Em contrapartida, Drummond (2012, p.143) constatou que mais de 60% da população indígena brasileira recebe benefícios sociais e previdenciários do Governo Federal e ao analisar o atual projeto político do Estado brasileiro para os povos indígenas inferiu que esse se realiza por meio de articulação interinstitucional, coordenada pela FUNAI, visando à inclusão dos povos indígenas em políticas sociais universais.

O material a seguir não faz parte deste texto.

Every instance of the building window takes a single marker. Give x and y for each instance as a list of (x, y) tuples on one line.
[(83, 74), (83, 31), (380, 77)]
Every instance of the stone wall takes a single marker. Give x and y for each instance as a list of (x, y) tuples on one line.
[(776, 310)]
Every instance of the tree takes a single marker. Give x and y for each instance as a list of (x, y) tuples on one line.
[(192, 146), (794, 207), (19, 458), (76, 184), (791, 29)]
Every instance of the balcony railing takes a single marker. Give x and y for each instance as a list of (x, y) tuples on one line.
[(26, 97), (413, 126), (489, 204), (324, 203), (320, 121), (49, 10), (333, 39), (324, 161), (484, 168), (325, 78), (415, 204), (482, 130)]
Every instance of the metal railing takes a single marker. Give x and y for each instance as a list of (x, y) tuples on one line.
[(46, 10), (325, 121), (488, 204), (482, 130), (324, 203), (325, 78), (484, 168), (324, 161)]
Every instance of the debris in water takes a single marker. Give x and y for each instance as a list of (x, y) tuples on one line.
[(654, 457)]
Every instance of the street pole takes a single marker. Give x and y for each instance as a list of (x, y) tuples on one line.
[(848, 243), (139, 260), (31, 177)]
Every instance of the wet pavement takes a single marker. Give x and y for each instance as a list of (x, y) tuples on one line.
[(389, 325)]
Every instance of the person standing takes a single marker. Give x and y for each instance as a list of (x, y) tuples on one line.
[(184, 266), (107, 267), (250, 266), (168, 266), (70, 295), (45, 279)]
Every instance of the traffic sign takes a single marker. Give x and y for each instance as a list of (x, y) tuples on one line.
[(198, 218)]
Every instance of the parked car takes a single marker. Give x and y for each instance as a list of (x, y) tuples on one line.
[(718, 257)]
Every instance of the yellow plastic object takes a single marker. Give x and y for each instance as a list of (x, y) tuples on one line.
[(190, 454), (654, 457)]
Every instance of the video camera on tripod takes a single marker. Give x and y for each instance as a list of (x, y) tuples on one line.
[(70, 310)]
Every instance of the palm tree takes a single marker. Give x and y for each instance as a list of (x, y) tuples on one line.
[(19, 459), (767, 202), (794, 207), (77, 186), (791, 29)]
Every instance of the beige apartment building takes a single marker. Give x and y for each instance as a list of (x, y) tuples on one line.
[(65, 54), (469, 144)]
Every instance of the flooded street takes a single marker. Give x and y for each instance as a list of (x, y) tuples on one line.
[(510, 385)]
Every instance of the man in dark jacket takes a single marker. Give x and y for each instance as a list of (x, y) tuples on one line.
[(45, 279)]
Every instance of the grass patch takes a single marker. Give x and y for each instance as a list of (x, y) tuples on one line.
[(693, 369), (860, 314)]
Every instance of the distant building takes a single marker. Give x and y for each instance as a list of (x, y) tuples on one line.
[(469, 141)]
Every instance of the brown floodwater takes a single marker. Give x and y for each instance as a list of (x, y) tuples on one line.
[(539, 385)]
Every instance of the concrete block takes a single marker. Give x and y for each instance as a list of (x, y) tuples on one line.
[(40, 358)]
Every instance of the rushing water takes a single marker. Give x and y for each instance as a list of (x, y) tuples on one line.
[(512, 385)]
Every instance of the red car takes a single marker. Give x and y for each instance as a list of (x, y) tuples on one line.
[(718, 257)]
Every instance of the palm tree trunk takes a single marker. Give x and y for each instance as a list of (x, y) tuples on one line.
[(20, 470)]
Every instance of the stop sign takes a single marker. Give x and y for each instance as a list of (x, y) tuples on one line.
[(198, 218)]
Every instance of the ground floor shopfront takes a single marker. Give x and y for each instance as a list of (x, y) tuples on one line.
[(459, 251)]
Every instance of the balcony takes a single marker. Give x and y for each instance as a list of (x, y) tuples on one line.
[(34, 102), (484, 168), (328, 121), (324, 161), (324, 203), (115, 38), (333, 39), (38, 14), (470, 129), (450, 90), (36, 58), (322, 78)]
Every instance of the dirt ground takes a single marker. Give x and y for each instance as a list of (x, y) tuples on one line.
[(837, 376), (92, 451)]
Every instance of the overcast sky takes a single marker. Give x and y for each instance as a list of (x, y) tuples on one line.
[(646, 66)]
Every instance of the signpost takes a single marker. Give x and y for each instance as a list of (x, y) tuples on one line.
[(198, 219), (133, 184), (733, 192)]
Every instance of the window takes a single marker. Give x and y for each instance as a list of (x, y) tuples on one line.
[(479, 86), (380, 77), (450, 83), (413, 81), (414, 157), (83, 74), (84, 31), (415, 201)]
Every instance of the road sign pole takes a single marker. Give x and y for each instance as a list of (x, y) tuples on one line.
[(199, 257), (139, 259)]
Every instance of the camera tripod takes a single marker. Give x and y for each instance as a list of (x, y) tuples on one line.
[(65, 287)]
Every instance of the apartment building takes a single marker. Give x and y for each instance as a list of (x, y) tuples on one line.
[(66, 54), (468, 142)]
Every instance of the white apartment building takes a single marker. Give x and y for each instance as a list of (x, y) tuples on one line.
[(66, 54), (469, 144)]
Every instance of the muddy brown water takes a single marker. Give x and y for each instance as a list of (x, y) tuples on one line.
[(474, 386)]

Apesar do grande contingente ainda dependente dos benefícios assistenciais estatais, é notável que os índios são capazes de avançar no comércio de recursos naturais e que almejam sua autonomia e independência. Todavia, seus anseios, sobretudo com relação a demarcação e homologação de terras, o que garantiria segurança jurídica aos negócios, encontram barreiras no Congresso Nacional, tendo em vista a quantidade de parlamentares ligados à bancada ruralista, ao agronegócio e aos consórcios de mineração e de usinas hidrelétricas.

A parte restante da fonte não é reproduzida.